On July 26, the price of Bitcoin (BTC) fell below $21,000, reversing most of the previous week's gains and returning to the $23,300 to $18,500 range described by Glassnode experts as "the Week 30 high and Week 30 low."
A minority of experts and traders see the July 26-27 Federal Open Market Committee (FOMC) meeting and the anticipated Federal Reserve rate rise as the fundamental causes of the current market decline.
A few traders predict that the anticipated 75 to 100 basis point (BPS) rise will be followed by a relief rally that may see BTC, Ether (ETH), and other large-cap cryptocurrencies return to the upper end current trading range. This feeling is, of course, more speculative than based on solid analysis, so take it with a grain of salt.
Given that the BTC price has been trading in the same range for the previous 42 days, the real issue is whether the market will deliver more consolidation or another bout of capitulation.
In the on-chain newsletter published by Glassnode on July 26, experts assert that investors may discover “confidence via convergence” of several technical and on-chain measures, which indicate that the pinnacle of capitulation has long since passed.
Rapid deleveraging, according to experts, sent numerous measures into “severe statistical deviations.” With the worst selling likely behind us, a Bitcoin price rebound to the high $20,000 range was anticipated.
Glassnode observes: “June’s decline in price action generated the lowest 4-year rolling Z-score on record.”
The experts further highlighted that the 4-year rolling MVRV Z-score “indicates undervaluation for all bear cycle troughs, including 2015, 2018, and the March 2020 flash crash.”
When compared against several cohorts of long- and short-term sellers and measures such as Realized Price, Mayer Multiple, and longer-term daily and weekly moving averages, Glassnode argues that indications and historical data hint at increasing bullish momentum.
Bitcoin’s rise to $24,200 represented a temporary breakthrough from the current range, but the failure to sustain momentum at this level necessitated a retest of support at the range midline and 20-day moving average at $21,500.
According to independent market expert Michal van de Poppe, BTC maintained a price range of $21,600. Below this, the asset’s price movement depends on this week’s FOMC statements.
CryptoISO stated similar sentiments on the correlation between stocks and Bitcoin and the significance of the $21,500 price zone for BTC.
Fractal enthusiasts will notice that the price action within the current range is eerily similar to the May 8 through July 12 range-bound trading and subsequent breakdown that occurred on July 12; however, analysts would quickly point out that back-to-back catastrophes such as Voyager, Celsius, and 3AC exploding played a significant role in that sell-off, whereas there are currently no discernible black swan events on the horizon.
Both depict periods of 34 to 42 days of sideways trading.
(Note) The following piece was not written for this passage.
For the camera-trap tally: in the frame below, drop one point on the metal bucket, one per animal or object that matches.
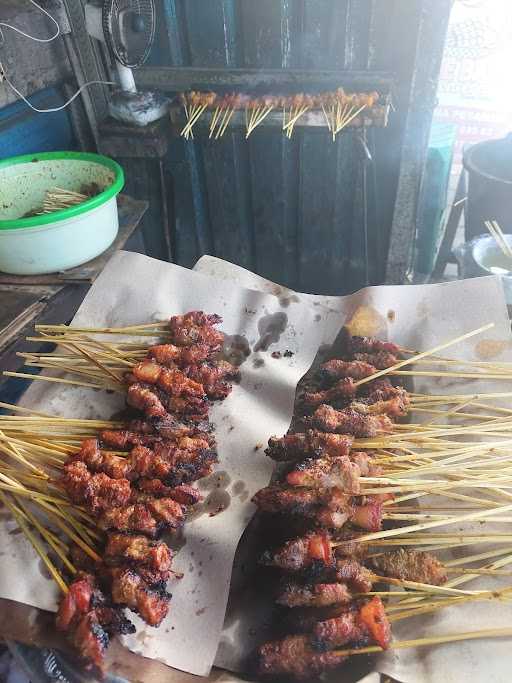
(489, 167)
On several occasions, Peter Brandt, a seasoned trader, has characterized the current market structure as a “bearish rectangle” technical analysis pattern.
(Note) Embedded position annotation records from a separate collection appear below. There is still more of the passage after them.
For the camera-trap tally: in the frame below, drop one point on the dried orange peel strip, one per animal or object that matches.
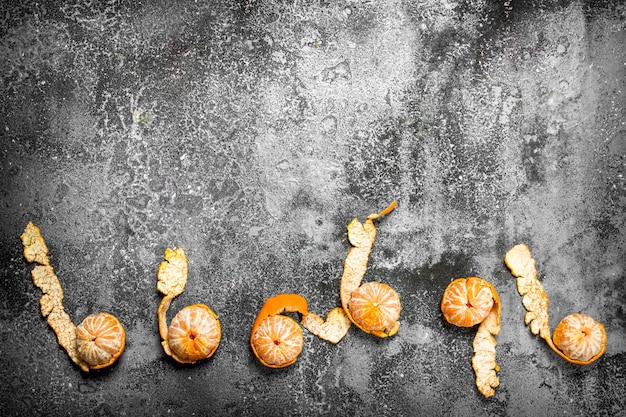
(332, 329)
(277, 340)
(361, 237)
(171, 282)
(578, 338)
(51, 302)
(465, 303)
If the pattern breaks to the downside from its present range, the price will fall into the $14,500 to $13,000 level that some traders have been eyeing.
Last week’s range breakout to $24,200 on July 20 pierced the upper band of the Bollinger Bands momentum indicator. Now that price is below the midline, there is a greater chance that BTC will trade down to the lower bar, conveniently located at the bottom of the current range of $24,200 to $18,600.
Until a breakthrough or breakdown trigger occurs, range-bound trading is not causing concern. The earnings of major technology firms may determine Bitcoin’s path on July 27, the status of the market at the opening bell, and remarks from the Federal Open Market Committee.